Yonks ago I submitted the following documentation on looping patterns.
Is it OK to commit?

Michael.

Index: md.texi
===================================================================
RCS file: /cvs/gcc/egcs/gcc/md.texi,v
retrieving revision 1.52
diff -c -3 -p -r1.52 md.texi
*** md.texi	2000/12/04 18:42:59	1.52
--- md.texi	2000/12/17 00:10:10
*************** See the next chapter for information on 
*** 32,37 ****
--- 32,38 ----
  * Pattern Ordering::    When the order of patterns makes a difference.

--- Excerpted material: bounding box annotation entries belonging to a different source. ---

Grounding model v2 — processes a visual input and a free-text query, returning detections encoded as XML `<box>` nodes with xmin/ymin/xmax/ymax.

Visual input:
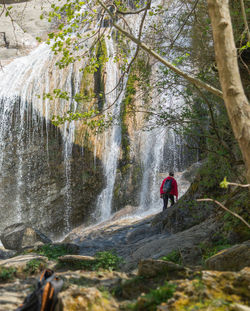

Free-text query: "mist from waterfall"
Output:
<box><xmin>96</xmin><ymin>36</ymin><xmax>123</xmax><ymax>221</ymax></box>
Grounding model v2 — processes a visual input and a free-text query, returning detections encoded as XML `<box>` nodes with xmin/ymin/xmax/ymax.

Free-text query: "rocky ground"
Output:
<box><xmin>0</xmin><ymin>202</ymin><xmax>250</xmax><ymax>311</ymax></box>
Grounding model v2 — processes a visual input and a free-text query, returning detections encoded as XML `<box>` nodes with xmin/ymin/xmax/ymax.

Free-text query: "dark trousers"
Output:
<box><xmin>163</xmin><ymin>193</ymin><xmax>174</xmax><ymax>210</ymax></box>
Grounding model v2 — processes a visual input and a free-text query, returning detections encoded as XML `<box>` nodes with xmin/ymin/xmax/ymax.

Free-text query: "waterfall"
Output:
<box><xmin>97</xmin><ymin>37</ymin><xmax>123</xmax><ymax>221</ymax></box>
<box><xmin>0</xmin><ymin>44</ymin><xmax>81</xmax><ymax>232</ymax></box>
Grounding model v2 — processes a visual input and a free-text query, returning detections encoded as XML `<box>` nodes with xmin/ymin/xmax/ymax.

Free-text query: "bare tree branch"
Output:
<box><xmin>196</xmin><ymin>199</ymin><xmax>250</xmax><ymax>228</ymax></box>
<box><xmin>97</xmin><ymin>0</ymin><xmax>223</xmax><ymax>98</ymax></box>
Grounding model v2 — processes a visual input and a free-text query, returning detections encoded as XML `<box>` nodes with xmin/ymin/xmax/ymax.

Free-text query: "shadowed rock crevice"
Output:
<box><xmin>0</xmin><ymin>102</ymin><xmax>103</xmax><ymax>238</ymax></box>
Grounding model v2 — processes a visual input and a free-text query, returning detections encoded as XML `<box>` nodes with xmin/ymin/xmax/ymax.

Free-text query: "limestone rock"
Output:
<box><xmin>231</xmin><ymin>303</ymin><xmax>250</xmax><ymax>311</ymax></box>
<box><xmin>138</xmin><ymin>259</ymin><xmax>186</xmax><ymax>277</ymax></box>
<box><xmin>0</xmin><ymin>254</ymin><xmax>48</xmax><ymax>269</ymax></box>
<box><xmin>152</xmin><ymin>198</ymin><xmax>215</xmax><ymax>233</ymax></box>
<box><xmin>59</xmin><ymin>287</ymin><xmax>118</xmax><ymax>311</ymax></box>
<box><xmin>206</xmin><ymin>241</ymin><xmax>250</xmax><ymax>271</ymax></box>
<box><xmin>0</xmin><ymin>223</ymin><xmax>52</xmax><ymax>250</ymax></box>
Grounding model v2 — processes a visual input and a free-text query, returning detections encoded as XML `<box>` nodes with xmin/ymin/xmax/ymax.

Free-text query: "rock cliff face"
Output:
<box><xmin>0</xmin><ymin>0</ymin><xmax>62</xmax><ymax>64</ymax></box>
<box><xmin>0</xmin><ymin>0</ymin><xmax>196</xmax><ymax>237</ymax></box>
<box><xmin>0</xmin><ymin>105</ymin><xmax>103</xmax><ymax>238</ymax></box>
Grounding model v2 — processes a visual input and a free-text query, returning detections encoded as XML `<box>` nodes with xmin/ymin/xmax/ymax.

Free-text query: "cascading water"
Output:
<box><xmin>97</xmin><ymin>37</ymin><xmax>123</xmax><ymax>221</ymax></box>
<box><xmin>0</xmin><ymin>44</ymin><xmax>81</xmax><ymax>236</ymax></box>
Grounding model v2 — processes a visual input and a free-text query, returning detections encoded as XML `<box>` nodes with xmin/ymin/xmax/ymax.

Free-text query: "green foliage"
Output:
<box><xmin>161</xmin><ymin>251</ymin><xmax>182</xmax><ymax>265</ymax></box>
<box><xmin>24</xmin><ymin>259</ymin><xmax>46</xmax><ymax>274</ymax></box>
<box><xmin>220</xmin><ymin>177</ymin><xmax>228</xmax><ymax>188</ymax></box>
<box><xmin>0</xmin><ymin>266</ymin><xmax>16</xmax><ymax>282</ymax></box>
<box><xmin>36</xmin><ymin>244</ymin><xmax>72</xmax><ymax>260</ymax></box>
<box><xmin>199</xmin><ymin>153</ymin><xmax>234</xmax><ymax>194</ymax></box>
<box><xmin>129</xmin><ymin>282</ymin><xmax>176</xmax><ymax>311</ymax></box>
<box><xmin>200</xmin><ymin>239</ymin><xmax>231</xmax><ymax>263</ymax></box>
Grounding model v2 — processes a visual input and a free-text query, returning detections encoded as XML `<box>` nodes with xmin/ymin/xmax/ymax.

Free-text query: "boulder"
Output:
<box><xmin>0</xmin><ymin>223</ymin><xmax>52</xmax><ymax>251</ymax></box>
<box><xmin>58</xmin><ymin>255</ymin><xmax>96</xmax><ymax>265</ymax></box>
<box><xmin>58</xmin><ymin>286</ymin><xmax>119</xmax><ymax>311</ymax></box>
<box><xmin>206</xmin><ymin>240</ymin><xmax>250</xmax><ymax>271</ymax></box>
<box><xmin>0</xmin><ymin>254</ymin><xmax>48</xmax><ymax>269</ymax></box>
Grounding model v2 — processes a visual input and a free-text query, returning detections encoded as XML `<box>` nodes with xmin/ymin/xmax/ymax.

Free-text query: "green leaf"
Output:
<box><xmin>220</xmin><ymin>177</ymin><xmax>228</xmax><ymax>188</ymax></box>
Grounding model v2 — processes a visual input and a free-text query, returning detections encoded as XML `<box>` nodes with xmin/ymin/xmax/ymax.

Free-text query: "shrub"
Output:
<box><xmin>36</xmin><ymin>244</ymin><xmax>72</xmax><ymax>260</ymax></box>
<box><xmin>95</xmin><ymin>251</ymin><xmax>123</xmax><ymax>270</ymax></box>
<box><xmin>161</xmin><ymin>251</ymin><xmax>182</xmax><ymax>265</ymax></box>
<box><xmin>24</xmin><ymin>259</ymin><xmax>46</xmax><ymax>274</ymax></box>
<box><xmin>0</xmin><ymin>267</ymin><xmax>16</xmax><ymax>282</ymax></box>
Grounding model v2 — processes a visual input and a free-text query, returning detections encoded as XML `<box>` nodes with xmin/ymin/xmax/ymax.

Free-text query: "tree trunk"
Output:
<box><xmin>207</xmin><ymin>0</ymin><xmax>250</xmax><ymax>183</ymax></box>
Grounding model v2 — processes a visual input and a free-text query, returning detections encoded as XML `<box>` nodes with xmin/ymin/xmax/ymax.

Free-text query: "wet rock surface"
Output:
<box><xmin>0</xmin><ymin>223</ymin><xmax>52</xmax><ymax>251</ymax></box>
<box><xmin>206</xmin><ymin>241</ymin><xmax>250</xmax><ymax>271</ymax></box>
<box><xmin>0</xmin><ymin>0</ymin><xmax>63</xmax><ymax>61</ymax></box>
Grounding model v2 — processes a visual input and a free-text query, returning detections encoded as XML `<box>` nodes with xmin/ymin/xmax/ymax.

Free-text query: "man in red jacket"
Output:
<box><xmin>160</xmin><ymin>172</ymin><xmax>178</xmax><ymax>210</ymax></box>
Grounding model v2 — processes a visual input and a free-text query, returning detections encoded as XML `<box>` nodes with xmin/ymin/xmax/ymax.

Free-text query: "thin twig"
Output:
<box><xmin>196</xmin><ymin>199</ymin><xmax>250</xmax><ymax>228</ymax></box>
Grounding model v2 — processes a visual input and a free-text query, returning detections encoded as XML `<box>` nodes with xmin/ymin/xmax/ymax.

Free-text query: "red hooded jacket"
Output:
<box><xmin>160</xmin><ymin>176</ymin><xmax>178</xmax><ymax>199</ymax></box>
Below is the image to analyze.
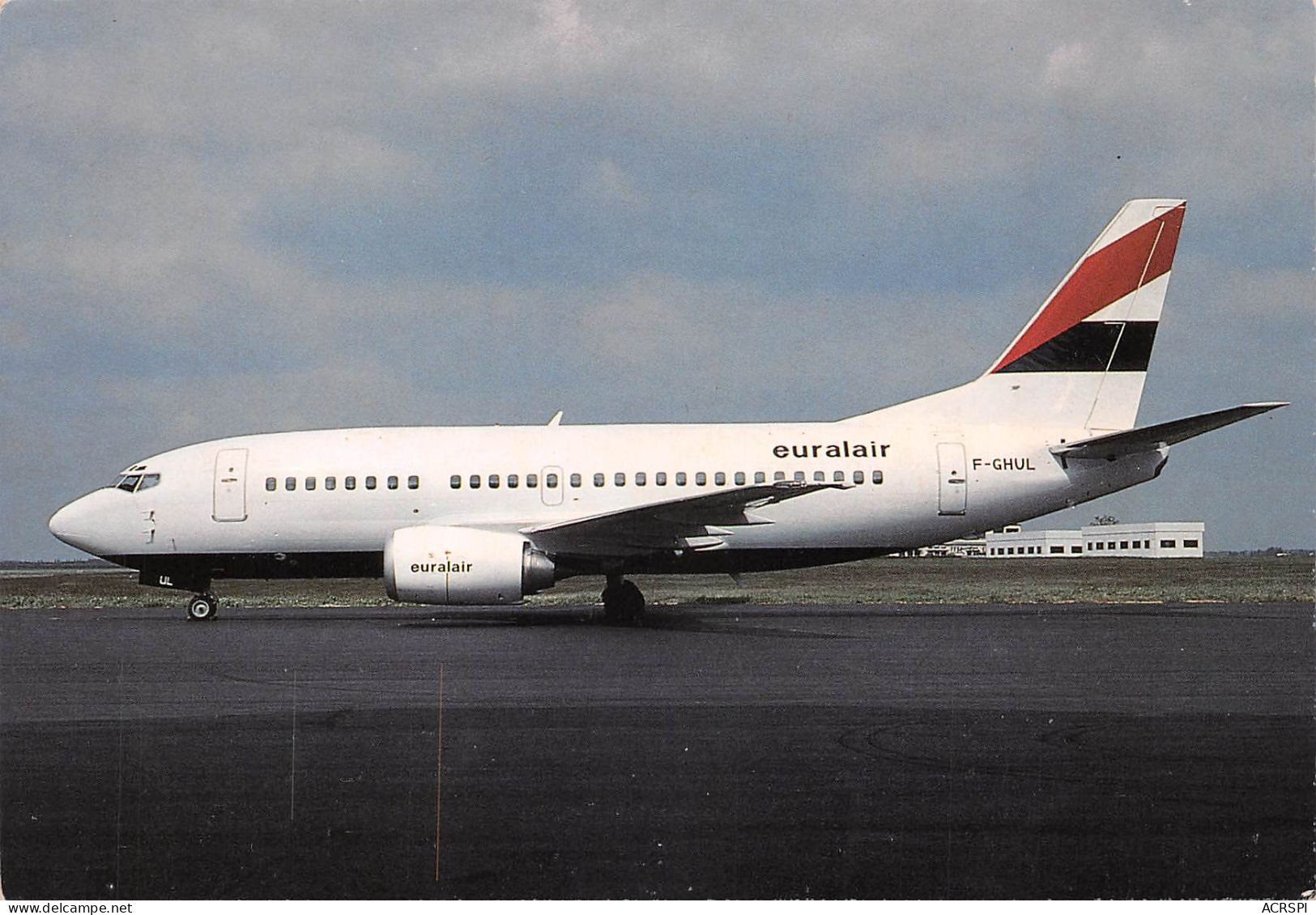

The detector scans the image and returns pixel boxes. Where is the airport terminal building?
[986,521,1206,560]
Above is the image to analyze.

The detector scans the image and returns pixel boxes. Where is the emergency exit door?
[937,441,969,515]
[212,448,248,521]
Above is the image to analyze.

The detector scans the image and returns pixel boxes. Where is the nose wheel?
[603,577,645,625]
[187,594,219,623]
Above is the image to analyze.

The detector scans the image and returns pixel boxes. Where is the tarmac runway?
[0,604,1316,899]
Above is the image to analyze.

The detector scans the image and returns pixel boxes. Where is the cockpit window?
[114,474,160,492]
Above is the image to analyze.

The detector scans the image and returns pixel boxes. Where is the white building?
[987,521,1206,560]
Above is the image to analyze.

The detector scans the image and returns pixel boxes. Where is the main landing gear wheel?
[603,579,645,625]
[187,594,219,623]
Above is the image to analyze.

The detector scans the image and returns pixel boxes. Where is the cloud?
[0,0,1316,555]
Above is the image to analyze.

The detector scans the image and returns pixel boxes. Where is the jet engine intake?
[385,524,556,604]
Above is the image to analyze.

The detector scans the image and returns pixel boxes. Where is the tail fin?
[987,199,1186,429]
[850,199,1185,436]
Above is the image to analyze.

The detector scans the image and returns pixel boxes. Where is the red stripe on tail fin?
[991,204,1185,372]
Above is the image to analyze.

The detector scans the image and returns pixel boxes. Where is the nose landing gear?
[603,576,645,625]
[187,594,219,623]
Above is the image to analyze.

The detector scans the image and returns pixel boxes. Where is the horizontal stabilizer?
[1051,402,1288,459]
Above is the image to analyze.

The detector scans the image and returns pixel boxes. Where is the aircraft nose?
[46,490,115,555]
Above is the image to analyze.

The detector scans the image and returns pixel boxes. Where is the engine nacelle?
[385,524,554,604]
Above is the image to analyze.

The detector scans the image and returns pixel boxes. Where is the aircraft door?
[937,441,969,515]
[213,448,248,521]
[539,467,566,505]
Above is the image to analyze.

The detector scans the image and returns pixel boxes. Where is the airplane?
[49,199,1287,621]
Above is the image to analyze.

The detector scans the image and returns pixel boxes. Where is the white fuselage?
[51,411,1164,568]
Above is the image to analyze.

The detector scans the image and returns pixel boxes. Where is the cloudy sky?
[0,0,1316,558]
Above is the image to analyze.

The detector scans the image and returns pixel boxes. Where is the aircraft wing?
[1051,402,1288,461]
[522,480,849,555]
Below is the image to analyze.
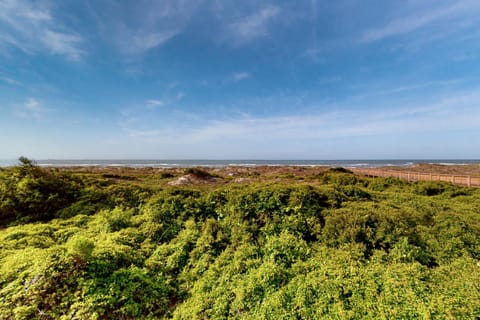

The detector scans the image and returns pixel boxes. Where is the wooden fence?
[351,168,480,188]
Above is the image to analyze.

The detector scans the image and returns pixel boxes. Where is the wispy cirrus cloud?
[124,86,480,157]
[145,99,165,109]
[0,0,86,61]
[361,0,480,43]
[231,72,251,81]
[0,72,23,87]
[90,0,201,56]
[228,5,280,45]
[14,98,49,119]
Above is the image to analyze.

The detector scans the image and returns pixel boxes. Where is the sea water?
[0,159,480,168]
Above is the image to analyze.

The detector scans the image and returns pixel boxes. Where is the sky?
[0,0,480,160]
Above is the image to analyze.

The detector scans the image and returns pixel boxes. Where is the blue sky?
[0,0,480,159]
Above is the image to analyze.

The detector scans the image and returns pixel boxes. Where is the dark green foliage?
[0,157,80,225]
[0,164,480,319]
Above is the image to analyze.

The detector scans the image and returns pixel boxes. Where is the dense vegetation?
[0,159,480,319]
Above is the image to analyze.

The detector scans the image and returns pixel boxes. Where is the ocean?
[0,159,480,168]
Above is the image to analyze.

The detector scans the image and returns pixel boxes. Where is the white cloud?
[0,73,23,87]
[145,99,165,109]
[361,0,480,43]
[90,0,201,56]
[232,72,250,81]
[42,30,85,60]
[14,98,49,119]
[119,30,179,54]
[126,87,480,157]
[0,0,85,60]
[228,6,280,45]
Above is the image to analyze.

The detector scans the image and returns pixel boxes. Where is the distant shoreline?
[0,159,480,169]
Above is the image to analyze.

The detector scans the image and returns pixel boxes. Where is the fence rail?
[352,168,480,188]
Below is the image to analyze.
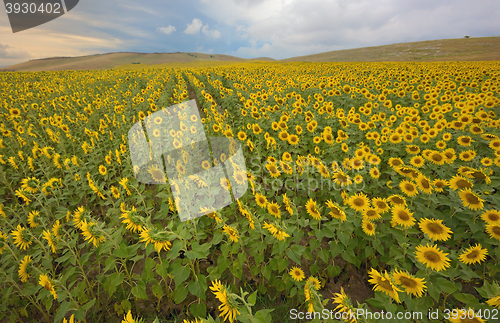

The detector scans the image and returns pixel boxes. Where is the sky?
[0,0,500,67]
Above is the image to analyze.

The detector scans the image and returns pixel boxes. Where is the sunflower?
[392,269,427,297]
[120,206,144,233]
[332,287,357,323]
[332,170,352,187]
[223,224,239,242]
[148,165,165,183]
[288,266,306,282]
[457,136,474,146]
[418,218,453,241]
[458,150,477,161]
[28,211,40,228]
[38,275,57,299]
[18,256,31,283]
[415,244,450,271]
[21,177,40,193]
[255,193,267,208]
[448,307,485,323]
[415,174,432,194]
[10,224,33,250]
[372,197,390,214]
[448,175,474,191]
[266,163,281,178]
[306,198,321,220]
[458,188,484,210]
[80,219,106,248]
[399,180,418,197]
[368,268,401,303]
[348,192,370,212]
[486,224,500,240]
[361,218,375,236]
[410,156,425,168]
[363,209,387,221]
[486,296,500,308]
[326,200,347,222]
[267,202,281,219]
[458,244,488,265]
[391,206,415,228]
[481,210,500,225]
[139,227,172,253]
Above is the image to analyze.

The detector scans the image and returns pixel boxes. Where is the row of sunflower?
[0,62,500,322]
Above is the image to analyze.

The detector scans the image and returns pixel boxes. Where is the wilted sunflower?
[458,188,484,210]
[306,198,321,220]
[326,200,347,222]
[348,192,370,212]
[481,210,500,225]
[392,269,427,297]
[368,268,401,303]
[415,244,450,271]
[418,218,453,241]
[458,243,488,265]
[391,206,415,228]
[288,266,306,282]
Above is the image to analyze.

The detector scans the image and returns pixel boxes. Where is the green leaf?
[172,265,190,289]
[436,277,457,294]
[54,301,71,322]
[188,275,208,300]
[174,286,188,304]
[189,302,207,318]
[330,241,345,258]
[132,280,148,299]
[247,291,257,306]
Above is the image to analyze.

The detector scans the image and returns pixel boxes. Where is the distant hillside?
[281,37,500,62]
[0,52,274,71]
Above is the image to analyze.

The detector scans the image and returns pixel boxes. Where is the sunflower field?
[0,62,500,323]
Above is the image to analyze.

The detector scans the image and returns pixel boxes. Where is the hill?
[0,37,500,71]
[0,52,274,72]
[281,37,500,62]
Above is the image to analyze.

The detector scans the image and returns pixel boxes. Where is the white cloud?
[157,25,177,35]
[184,18,220,39]
[184,18,203,35]
[201,24,220,39]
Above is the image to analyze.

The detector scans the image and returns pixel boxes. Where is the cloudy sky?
[0,0,500,66]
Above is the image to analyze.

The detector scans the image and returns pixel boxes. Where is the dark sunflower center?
[465,193,479,204]
[424,251,441,263]
[427,223,444,234]
[398,211,410,221]
[465,250,479,259]
[400,277,417,288]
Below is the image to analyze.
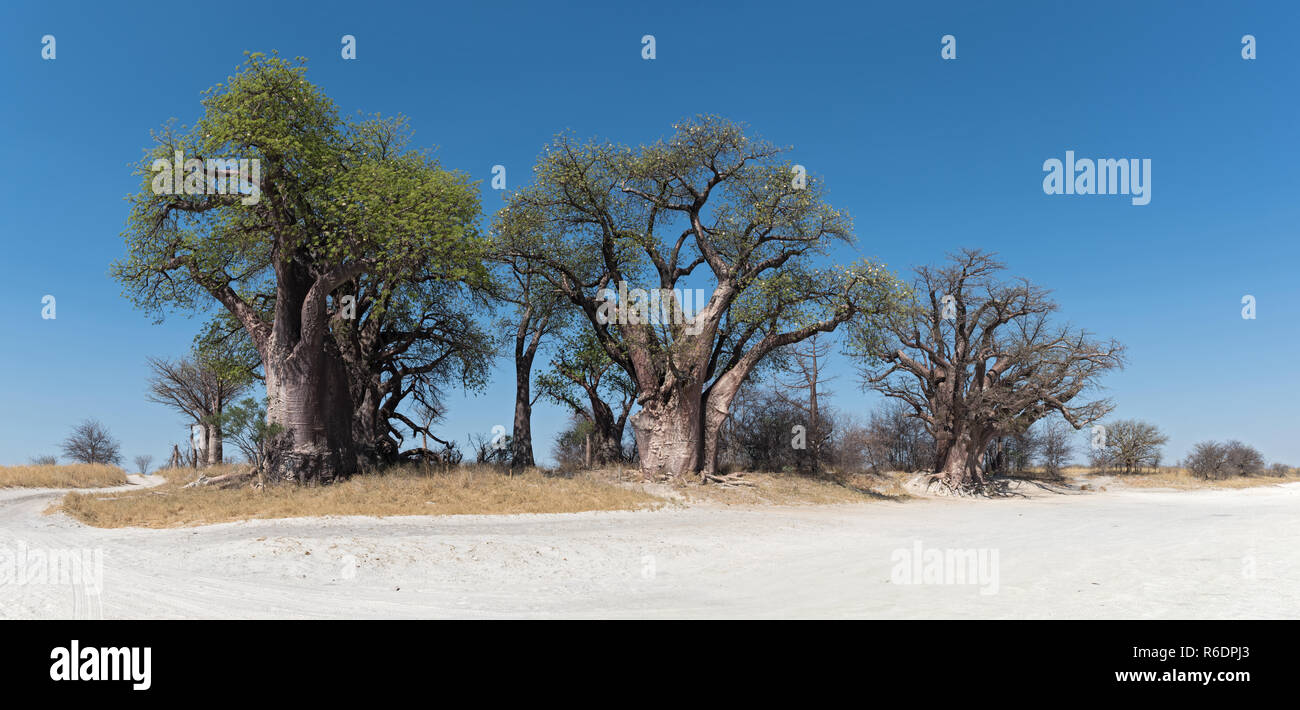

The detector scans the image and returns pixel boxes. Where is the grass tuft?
[51,466,667,528]
[0,463,126,488]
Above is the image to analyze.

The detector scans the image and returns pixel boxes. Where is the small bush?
[1186,441,1263,481]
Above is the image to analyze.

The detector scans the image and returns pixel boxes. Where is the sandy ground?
[0,476,1300,619]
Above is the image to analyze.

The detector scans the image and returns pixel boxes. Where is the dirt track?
[0,477,1300,619]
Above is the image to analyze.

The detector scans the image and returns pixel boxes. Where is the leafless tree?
[1184,441,1264,480]
[497,255,564,468]
[866,401,935,472]
[1040,420,1074,476]
[135,454,153,476]
[774,333,833,471]
[146,356,252,466]
[1101,419,1169,473]
[62,419,122,466]
[854,250,1123,489]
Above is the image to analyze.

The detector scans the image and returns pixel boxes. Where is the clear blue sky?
[0,1,1300,464]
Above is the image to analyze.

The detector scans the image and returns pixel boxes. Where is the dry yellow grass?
[0,463,126,488]
[680,472,907,506]
[51,466,667,528]
[1086,467,1300,490]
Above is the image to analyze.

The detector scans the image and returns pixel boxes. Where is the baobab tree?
[537,324,637,466]
[113,53,482,482]
[494,117,901,480]
[494,254,567,468]
[854,250,1123,490]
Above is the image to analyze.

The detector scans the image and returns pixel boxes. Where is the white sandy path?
[0,473,1300,619]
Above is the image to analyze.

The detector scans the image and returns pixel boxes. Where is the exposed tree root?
[701,473,754,488]
[185,469,259,488]
[907,472,1011,498]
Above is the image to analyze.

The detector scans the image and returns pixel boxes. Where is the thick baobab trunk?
[351,382,398,469]
[265,350,358,484]
[588,397,623,460]
[205,421,225,466]
[939,432,989,490]
[510,352,536,468]
[629,389,703,479]
[701,378,740,476]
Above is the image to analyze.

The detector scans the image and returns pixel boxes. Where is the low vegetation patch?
[0,463,126,488]
[1096,467,1300,490]
[677,472,907,506]
[51,466,667,528]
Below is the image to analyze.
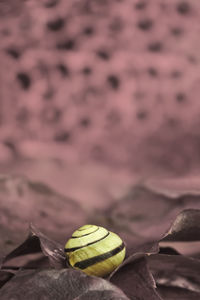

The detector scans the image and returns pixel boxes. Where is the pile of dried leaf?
[0,178,200,300]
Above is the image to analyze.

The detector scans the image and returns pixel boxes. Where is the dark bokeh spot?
[42,107,61,123]
[44,0,60,8]
[56,39,75,51]
[82,67,92,76]
[80,117,91,128]
[137,110,148,121]
[135,1,147,10]
[47,18,65,31]
[97,50,110,60]
[171,70,182,79]
[91,145,103,160]
[176,1,190,15]
[17,72,31,90]
[176,93,186,102]
[171,27,183,36]
[56,64,69,77]
[16,107,30,124]
[83,26,94,35]
[148,42,163,52]
[147,67,158,77]
[54,130,71,143]
[109,17,124,32]
[138,19,153,31]
[6,48,21,59]
[107,75,120,90]
[107,110,121,125]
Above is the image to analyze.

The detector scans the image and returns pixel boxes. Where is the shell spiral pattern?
[64,225,126,277]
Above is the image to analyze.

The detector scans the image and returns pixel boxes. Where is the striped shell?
[64,225,126,277]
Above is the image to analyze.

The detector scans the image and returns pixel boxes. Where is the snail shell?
[64,225,126,277]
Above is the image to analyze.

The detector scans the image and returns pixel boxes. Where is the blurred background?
[0,0,200,253]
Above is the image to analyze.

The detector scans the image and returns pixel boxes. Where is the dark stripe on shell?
[64,232,110,252]
[74,243,125,270]
[71,227,99,239]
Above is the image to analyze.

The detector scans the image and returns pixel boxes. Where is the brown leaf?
[0,269,128,300]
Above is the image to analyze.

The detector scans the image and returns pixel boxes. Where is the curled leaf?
[0,269,129,300]
[2,224,66,268]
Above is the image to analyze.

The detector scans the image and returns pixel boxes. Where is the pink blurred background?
[0,0,200,209]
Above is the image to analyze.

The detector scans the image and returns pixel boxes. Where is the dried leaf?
[2,225,66,268]
[148,254,200,299]
[0,269,128,300]
[110,257,161,300]
[162,209,200,241]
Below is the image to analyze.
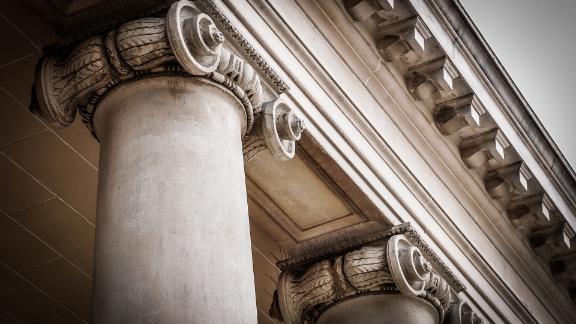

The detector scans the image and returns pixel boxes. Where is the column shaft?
[93,76,256,324]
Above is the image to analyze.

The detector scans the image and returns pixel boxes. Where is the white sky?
[460,0,576,168]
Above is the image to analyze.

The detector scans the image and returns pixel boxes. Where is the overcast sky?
[460,0,576,168]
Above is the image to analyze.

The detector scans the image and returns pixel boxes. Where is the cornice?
[428,0,576,213]
[246,1,570,323]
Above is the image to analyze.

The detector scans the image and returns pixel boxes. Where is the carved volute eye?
[167,1,224,75]
[183,14,224,56]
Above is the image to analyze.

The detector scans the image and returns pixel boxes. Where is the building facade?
[0,0,576,324]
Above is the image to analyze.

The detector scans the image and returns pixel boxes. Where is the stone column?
[270,225,482,324]
[33,1,304,324]
[93,76,256,323]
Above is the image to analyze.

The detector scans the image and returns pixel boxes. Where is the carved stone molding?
[344,0,394,22]
[270,225,472,324]
[406,57,458,100]
[446,301,484,324]
[376,16,431,65]
[32,0,304,160]
[460,129,510,169]
[434,95,486,135]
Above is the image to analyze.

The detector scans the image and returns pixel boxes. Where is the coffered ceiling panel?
[246,151,367,244]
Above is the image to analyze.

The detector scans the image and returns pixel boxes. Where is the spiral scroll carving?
[31,0,304,161]
[271,234,470,324]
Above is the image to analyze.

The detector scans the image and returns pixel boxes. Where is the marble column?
[270,225,482,324]
[93,76,256,323]
[32,0,304,324]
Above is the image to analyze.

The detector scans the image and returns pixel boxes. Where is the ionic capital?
[31,0,304,159]
[271,225,476,324]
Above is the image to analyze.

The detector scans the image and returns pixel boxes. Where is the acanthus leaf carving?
[31,0,304,161]
[270,226,464,324]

  * Dependent Patterns::  Having one pattern may make you need another.
  * Jump Patterns::       Special considerations for patterns for jump insns.
+ * Looping Patterns::    How to define patterns for special looping insns.
  * Insn Canonicalizations::Canonicalization of Instructions
  * Expander Definitions::Generating a sequence of several RTL insns
                            for a standard operation.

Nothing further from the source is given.